Veering off the Road

“You were driving but I was lost in my own navigation” (Winterson, 17).

We see a continuous crumbling structure of love woven within this novel. This idea of being within ones “own navigation” comes from the narrator’s overt fixation of love and lust but not knowing how to hold on to that, maybe even choosing the wrong lovers. The language used is clear and concise in its metaphorical usage, the idea of being in a relationship and progressing together within a relationship. The idea of the narrator’s “own navigation” cements the idea of the narrator’s lost infatuation with their love.

Understanding this passage, means understanding a lot of this novel thus far. The narrator falls in and out of love with married women and single women. It’s as though the narrator gets the same unfulfilling result, being on someone else’s navigation. The narrator is on this high, and it is not until they hit reality that they realize this relationship is only a façade. The lover’s however, aren’t always “driving” the relationship, and in many ways the narrator is driving, and they’re trying to navigate their journey with the narrator only to realize that love is not being reciprocated.
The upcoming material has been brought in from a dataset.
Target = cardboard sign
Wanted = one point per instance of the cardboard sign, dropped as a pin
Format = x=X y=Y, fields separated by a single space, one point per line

I think, though, that the narrator wants readers to feel compassion and empathy for themselves. We, as readers, see the unsteadiness of the relationships, however our sympathy should not be towards the narrator, it should be more towards the lovers. The narrator is manipulating us. The narrator’s captivation and undeniable love for a companion is not valid because the narrator is deteriorating. Deteriorating because one relationship ends as the other begins, never cementing in an ending.